Jean-Charles Bourdier est l’auteur d’un rapport sur le haut-débit en France. Pour lui l’amendement permettant aux collectivités locales de financer des infrastructures télécoms, adopté le 10 mai par les députés est une bonne chose mais ne résout pas tous les problèmes.
L’amendement adopté le 10 mai à l’Assemblée autorise les collectivités locales à investir dans des infrastructures réseau. Vous semble-t-il de bon aloi ?
Cette mesure figurait dans le rapport que j’ai remis au Premier ministre en septembre 2000. Je demandais qu’on abolisse une disposition de la loi sur l’aménagement du territoire. Celle-ci, d’une part, obligeait les collectivités locales voulant subventionner le développement d’infrastructures à haut débit à prouver que le marché n’était pas à même de satisfaire leurs besoins ; d’autre part elle les contraignait à amortir ces investissements sur huit ans maximum. L’assouplissement de ces dispositions était demandé par les collectivités locales, donc je me réjouis qu’il ait été proposé en urgence à l’Assemblée et provisoirement adopté.

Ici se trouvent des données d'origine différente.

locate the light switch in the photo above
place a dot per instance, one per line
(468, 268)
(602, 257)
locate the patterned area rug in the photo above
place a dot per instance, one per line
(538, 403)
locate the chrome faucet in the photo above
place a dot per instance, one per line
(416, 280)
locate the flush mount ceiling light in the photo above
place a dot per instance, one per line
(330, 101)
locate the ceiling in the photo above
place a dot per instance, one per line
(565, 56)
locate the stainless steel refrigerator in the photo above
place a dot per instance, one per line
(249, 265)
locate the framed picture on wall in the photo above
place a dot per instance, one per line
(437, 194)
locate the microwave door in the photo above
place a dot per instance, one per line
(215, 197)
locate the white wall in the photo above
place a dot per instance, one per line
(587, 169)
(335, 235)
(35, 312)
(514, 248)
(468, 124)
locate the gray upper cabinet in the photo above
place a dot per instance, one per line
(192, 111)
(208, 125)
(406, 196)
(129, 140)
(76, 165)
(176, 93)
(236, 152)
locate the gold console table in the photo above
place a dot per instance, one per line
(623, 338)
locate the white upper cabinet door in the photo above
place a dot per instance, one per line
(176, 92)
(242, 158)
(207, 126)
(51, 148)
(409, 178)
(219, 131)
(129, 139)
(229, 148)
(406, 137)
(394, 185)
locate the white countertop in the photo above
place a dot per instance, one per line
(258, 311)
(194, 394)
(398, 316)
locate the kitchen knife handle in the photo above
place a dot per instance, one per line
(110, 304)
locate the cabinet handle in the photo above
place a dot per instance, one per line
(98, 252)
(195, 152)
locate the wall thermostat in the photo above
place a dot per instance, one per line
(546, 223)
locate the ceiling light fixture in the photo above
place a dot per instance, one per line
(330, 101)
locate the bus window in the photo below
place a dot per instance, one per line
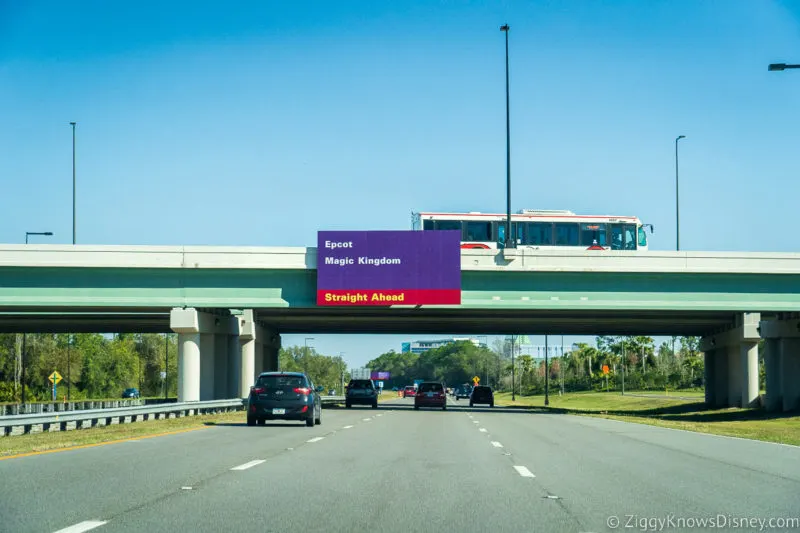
(539, 233)
(501, 232)
(630, 236)
(479, 231)
(566, 234)
(593, 232)
(642, 237)
(618, 241)
(448, 225)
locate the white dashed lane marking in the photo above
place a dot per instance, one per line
(82, 526)
(523, 471)
(251, 464)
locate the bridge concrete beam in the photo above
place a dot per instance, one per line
(782, 362)
(731, 360)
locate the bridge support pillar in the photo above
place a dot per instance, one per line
(772, 363)
(207, 346)
(221, 366)
(732, 374)
(790, 373)
(234, 362)
(188, 367)
(259, 350)
(201, 374)
(782, 361)
(709, 367)
(247, 368)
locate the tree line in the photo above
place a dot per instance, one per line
(97, 366)
(637, 360)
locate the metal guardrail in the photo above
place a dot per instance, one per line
(23, 424)
(76, 405)
(87, 418)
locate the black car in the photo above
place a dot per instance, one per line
(284, 396)
(482, 395)
(462, 392)
(361, 391)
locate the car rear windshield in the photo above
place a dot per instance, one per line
(280, 382)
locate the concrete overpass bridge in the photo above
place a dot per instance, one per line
(229, 305)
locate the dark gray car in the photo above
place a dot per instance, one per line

Ces mesures sont-elles suffisantes pour désenclaver les zones où le haut débit a peu de chances de pousser
Globalement, on peut diviser la France en trois parties. La première concerne les grandes villes et leur périphérie, pour lesquelles les opérateurs se battent. La seconde correspond aux zones à faible densité d’entreprises et de population où ils n’iront jamais. La troisième coïncide plus ou moins avec les communes de 20 000 à 50 000 habitants. Dans ces villes moyennes, les réseaux sont un enjeu en matière d’emploi. Ils contribuent à éviter que les entreprises ne partent en raison de l’absence d’accès au haut débit et à en attirer d’autres. Mais il ne suffit pas de poser des gros tuyaux. Il faut ensuite organiser l’accès de l’utilisateur final au réseau. Et c’est le dernier kilomètre qui coûte le plus cher. Donc il faut trouver un seuil où l’exploitation du réseau est rentable. En ce sens l’amendement est positif car il parle bien d’évaluer au préalable les besoins des collectivités. Je pense que celles-ci doivent réaliser de véritables business plans pour présenter un projet cohérent.
Cela signifie-t-il que les zones rurales n’ont aucune chance d’avoir accès au haut débit ?
Les zones à faible densité -pas forcément rurales- pourront y accéder si elles sont associées à des zones plus rentables dans les business plans des collectivités locales. C’est la seule manière de pousser les opérateurs à s’y intéresser. Car ils n’ont aucun souci de l’intérêt général et attendent leur premier retour sur investissement la troisième année d’exploitation. Cela paraît évident, mais les décideurs politiques croient parfois encore aux mécanismes anciens où France Telecom collait aux intérêts de l’Etat.
L’exploitation des réseaux doit-elle forcément être assurée par une entreprise privée ?
La loi française et les directives européennes interdisent strictement aux collectivités de jouer le rôle d’opérateur, même dans le cadre de sociétés d’économie mixte. Le risque, si les opérateurs ne sont pas intéressés, c’est que les collectivités locales financent des infrastructures pour rien.
Les technologies qui ne font pas appel à de la fibre, comme la boucle locale radio ou l’ADSL, ne permettent-elles pas de minimiser ces coûts ?
Le problème n’est pas tellement différent. Regardez où l’ADSL est développé aujourd’hui : dans les grandes villes. Quant à la BLR (boucle locale radio NDLR), voyez le peu d’intérêt manifesté par les opérateurs pour un département comme la Creuse. Dans ces deux cas, l’accès de l’utilisateur final au réseau coûte de l’argent.
Pourquoi fallait-il faire passer l’amendement en urgence ?
Les opérateurs s’interrogeront sur l’opportunité d’attaquer les marchés secondaires vers 2004. D’ici là, si les collectivités ne font rien, les entreprises qui ont besoin des réseaux à haut débit seront parties vers les grandes villes. D’autant plus logiquement que, dans le même temps, les tarifs auront beaucoup baissé dans ces zones du fait de la concurrence. Le problème se pose donc en termes de désertification. C’est une question d’aménagement du territoire.